%/*
%\documentstyle[fullpage]{article}
\documentclass[twocolumn]{article}

\newcommand{\ceil}[1]{\left\lceil{#1}\right\rceil}
\newcommand{\bvr}{\item{}\footnotesize\begin{verbatim}}
\def\wwwtilde{$\scriptscriptstyle\sim$}

\begin{document}
\bibliographystyle{plain}
\title{\Large\bf Implementing General Balanced trees}
\author{
Arne Andersson \\
Computing Science Department\\
Information Technology\\
Uppsala University \\
Box 311, SE - 751 05 Uppsala,
Sweden\\
{\tt www.csd.uu.se/\wwwtilde arnea}
}
\date{}
\maketitle
\noindent
{\bf NOTE:} This document is a combined \LaTeX report and C program.
Remove the first character (\%) in the \LaTeX file, and it will
compile as a C program. You can run it and try it out
yourself.

\begin{abstract}\noindent
The simplest possible balance criterion---let
the tree take any shape as long as its height is logarithmic---can
be used to produce very efficient code.
A {\em general balanced tree} is a plain binary search tree
with no balance information in the nodes.
Balance is maintained by
partial rebuilding.
This data structure can be implemented very 
efficiently.
(In experiments, it performs better than 
the skip list and the plain unbalanced tree.)
\end{abstract}

\section{Introduction}

Which is the fastest way to maintain a comparison-based 
dictionary? If we know that the keys are inserted
and deleted in random (or random-like) order,
a good alternative is the plain, unbalanced binary
search tree. 
But what if conditions are such that skew updates occur
often enough to prevent us from using a plain 
binary search tree?
Then we can use the general balanced tree~\cite{AndeGene},
which is nothing but a plain binary search tree but which
has the feature of 
repairing its shape when needed.

Following the notation in \cite{AndeGene},
we do not distinguish between nodes and subtrees;
the subtree
$v$ is the subtree rooted at the node $v$ and 
$T$ is the entire tree
(or the root of the tree).
Each 
internal node contains one element and 
all leaves are empty.
The number of edges on the path from the root $T$ to the node $v$ is the
{\em depth} of~$v$. The largest number of edges from a node $v$ to a leaf
is the {\em height} of~$v$, denoted $h(v)$.
The {\em weight} of~$v$ equals the number of 
leaves in $v$ and is denoted $|v|$.
Thus, a tree containing $n$ elements 
has a weight of $n+1$.

A general balanced tree, or GB-tree, or GB$(c)$-tree,
can take any shape
as long as its height is logarithmic.
For some constant $c$, we require that
$$
h(T) \leq \ceil{c\log|T|}
$$
The basic philosophy for maintaining GB-trees is 
\begin{center}
{\em Do nothing until the tree becomes too high.}
\end{center}
During insertion only the path
down to the inserted node may become too long.
Balance will be restored by rebuilding an appropriate subtree,
located by a depth-first search along the insertion path.
This strategy does not hold for deletion, but
the skewness caused by deletions can
be handled by rebuilding
the entire tree periodically.
There is no need to store any balance information
in the nodes; only two global integers,
telling the weight of $T$ and
the number of deletions made since the last
time $T$ was globally rebuilt, are needed.

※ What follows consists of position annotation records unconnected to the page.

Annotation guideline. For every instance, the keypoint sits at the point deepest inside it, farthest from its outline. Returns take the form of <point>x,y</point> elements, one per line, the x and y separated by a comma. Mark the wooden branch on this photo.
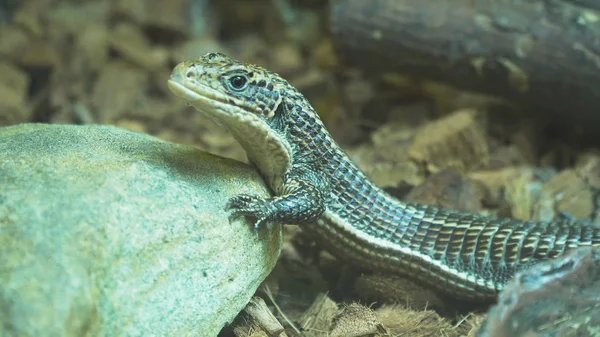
<point>544,54</point>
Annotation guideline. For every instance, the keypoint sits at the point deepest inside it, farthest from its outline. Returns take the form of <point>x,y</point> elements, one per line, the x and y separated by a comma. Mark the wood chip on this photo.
<point>456,140</point>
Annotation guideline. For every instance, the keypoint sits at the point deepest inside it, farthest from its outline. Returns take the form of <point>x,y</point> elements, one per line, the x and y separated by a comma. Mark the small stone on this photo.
<point>571,194</point>
<point>448,189</point>
<point>553,298</point>
<point>131,43</point>
<point>118,91</point>
<point>286,59</point>
<point>13,94</point>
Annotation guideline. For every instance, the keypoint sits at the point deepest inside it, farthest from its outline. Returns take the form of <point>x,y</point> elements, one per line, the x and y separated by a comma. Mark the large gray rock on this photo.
<point>105,232</point>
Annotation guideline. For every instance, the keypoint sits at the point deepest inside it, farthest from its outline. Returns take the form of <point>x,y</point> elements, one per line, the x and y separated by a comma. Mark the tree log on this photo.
<point>542,54</point>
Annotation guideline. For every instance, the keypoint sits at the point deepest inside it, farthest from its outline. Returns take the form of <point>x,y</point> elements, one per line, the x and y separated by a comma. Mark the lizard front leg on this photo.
<point>301,202</point>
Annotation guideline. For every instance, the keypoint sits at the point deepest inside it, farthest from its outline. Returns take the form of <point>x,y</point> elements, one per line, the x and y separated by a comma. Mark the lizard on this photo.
<point>317,186</point>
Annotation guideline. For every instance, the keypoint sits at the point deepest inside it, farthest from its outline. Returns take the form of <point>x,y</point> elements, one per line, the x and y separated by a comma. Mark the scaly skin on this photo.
<point>317,186</point>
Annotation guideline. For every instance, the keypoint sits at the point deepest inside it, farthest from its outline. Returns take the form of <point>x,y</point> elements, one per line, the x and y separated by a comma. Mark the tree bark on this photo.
<point>544,54</point>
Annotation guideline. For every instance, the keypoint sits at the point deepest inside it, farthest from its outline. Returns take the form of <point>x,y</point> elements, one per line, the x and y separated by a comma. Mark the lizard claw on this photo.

Updates are performed in the following way:
\begin{description}
  \item {\em Insertion:} If the depth of the new leaf
  exceeds $\ceil{c \log |T|}$,
  we traverse the
  path bottom-up, counting the weights of subtrees.
  At the lowest node $v$, 
\mbox{$h(v) > \ceil{c \log |v|}$}, 
  we make a partial rebuilding.
  (There will always be a node $v$ satisfying 
  \mbox{$h (v) > \ceil{c \log |v|}$},
  since \mbox{$h(T) > c \log|T|$}.)
 \item {\em Deletion:}
  When the number of deletions made since the last
global rebuilding is lagrer than $d |T|$, $d$ is a constant,
we make a global rebuilding.
\end{description}

\section{Discussion}

The general balanced
tree is a good candidate for implementing
comparison-based dictionaries. 

It is worth noting that the skip list is not very much slower than
the GB-tree although it 
uses significantly more
comparisons. This indicates
that the skip list is very well-coded. 
When comparisons are expensive, the skip list is the slowest.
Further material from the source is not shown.